Anda di halaman 1dari 13

BAB I PENDAHULUAN Kebudayaan kemiskinan mendorong terwujudnya sikap menerima nasib, meminta-minta atau mengharapkan belas kasian bantuan

dan sedekah, apatis, kurang berorientasi ke masa depan. Selain itu juga dapat menimbulkan dan menguatkan perasaan tak berharga, tak berdaya, ketergantungan dan rendah diri, serta tidak berguna dan pasrah. Dari semua sikap dan perilaku yang tergambar diatas ada pada diri gelandangan dan pengemis.
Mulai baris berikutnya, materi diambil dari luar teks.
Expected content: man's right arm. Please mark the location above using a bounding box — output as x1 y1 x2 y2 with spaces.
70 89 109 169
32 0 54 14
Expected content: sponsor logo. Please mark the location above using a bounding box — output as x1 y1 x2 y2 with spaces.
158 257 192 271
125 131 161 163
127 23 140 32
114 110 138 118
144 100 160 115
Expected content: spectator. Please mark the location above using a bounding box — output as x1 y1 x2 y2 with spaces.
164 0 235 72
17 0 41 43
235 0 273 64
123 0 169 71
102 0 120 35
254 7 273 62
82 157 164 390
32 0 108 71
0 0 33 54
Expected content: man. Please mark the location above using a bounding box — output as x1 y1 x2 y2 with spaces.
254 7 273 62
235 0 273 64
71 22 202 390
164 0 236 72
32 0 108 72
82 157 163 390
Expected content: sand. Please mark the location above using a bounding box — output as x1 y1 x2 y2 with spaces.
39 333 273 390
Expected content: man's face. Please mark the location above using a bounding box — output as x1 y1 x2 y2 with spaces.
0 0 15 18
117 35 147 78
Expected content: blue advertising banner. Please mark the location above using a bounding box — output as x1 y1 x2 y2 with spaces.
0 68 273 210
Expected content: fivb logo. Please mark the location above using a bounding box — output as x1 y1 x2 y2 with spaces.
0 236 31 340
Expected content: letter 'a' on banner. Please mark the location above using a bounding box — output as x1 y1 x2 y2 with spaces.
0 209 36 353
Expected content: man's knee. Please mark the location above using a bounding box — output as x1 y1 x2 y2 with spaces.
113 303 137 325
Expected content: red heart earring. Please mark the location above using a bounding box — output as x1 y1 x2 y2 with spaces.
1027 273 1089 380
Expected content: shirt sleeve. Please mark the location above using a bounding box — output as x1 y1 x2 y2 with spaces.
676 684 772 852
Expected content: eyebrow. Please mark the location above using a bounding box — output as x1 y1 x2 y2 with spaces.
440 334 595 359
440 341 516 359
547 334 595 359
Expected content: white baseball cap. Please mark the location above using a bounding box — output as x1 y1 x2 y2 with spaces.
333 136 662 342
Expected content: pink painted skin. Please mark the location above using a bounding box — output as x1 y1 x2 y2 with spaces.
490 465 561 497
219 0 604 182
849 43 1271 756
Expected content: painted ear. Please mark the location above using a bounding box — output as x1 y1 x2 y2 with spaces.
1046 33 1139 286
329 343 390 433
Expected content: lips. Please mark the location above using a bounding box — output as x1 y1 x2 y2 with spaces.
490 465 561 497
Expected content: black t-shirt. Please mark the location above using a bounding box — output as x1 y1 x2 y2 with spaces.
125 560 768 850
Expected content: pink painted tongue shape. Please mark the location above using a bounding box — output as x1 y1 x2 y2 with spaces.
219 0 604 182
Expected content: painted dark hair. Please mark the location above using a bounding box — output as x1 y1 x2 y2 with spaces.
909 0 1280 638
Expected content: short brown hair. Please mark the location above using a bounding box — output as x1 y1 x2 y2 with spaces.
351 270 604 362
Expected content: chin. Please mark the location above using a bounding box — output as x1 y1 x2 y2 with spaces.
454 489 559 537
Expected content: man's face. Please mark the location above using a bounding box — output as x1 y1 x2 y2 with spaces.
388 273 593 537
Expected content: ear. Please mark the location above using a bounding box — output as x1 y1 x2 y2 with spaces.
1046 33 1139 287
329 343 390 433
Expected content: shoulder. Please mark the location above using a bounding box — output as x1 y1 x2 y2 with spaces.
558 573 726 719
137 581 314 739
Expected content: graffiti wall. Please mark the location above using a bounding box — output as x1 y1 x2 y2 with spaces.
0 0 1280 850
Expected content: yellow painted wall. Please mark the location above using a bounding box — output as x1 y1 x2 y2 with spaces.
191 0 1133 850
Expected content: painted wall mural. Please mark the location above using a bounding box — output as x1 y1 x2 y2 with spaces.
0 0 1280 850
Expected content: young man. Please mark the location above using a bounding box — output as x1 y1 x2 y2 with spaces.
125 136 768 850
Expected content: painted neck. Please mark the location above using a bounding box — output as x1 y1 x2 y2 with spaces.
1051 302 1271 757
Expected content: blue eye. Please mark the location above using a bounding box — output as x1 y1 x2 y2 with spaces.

Gelandangan dan pengemis merupakan salah satu dampak negatif pembangunan, khususnya pembangunan perkotaan. Keberhasialan percepatan pembangunan di wilayah perkotaan dan sebaliknya keterlambatan pembangunan di wilayah pedesaan mengundang arus migrasi desa-kota yang antara lain memunculkan gepeng karena sulitnya pemukiman dan pekerjaan di wilayah perkotaan dan pedesaan. Masalah umum gelandangan dan pengemis (GEPENG) datang pada hakikatnya erat terkait dengan masalah ketertiban dan keamanan yang menggangu ketertiban dan keyamanan di daerah perkotaan sehingga pembangunan akan terganggu.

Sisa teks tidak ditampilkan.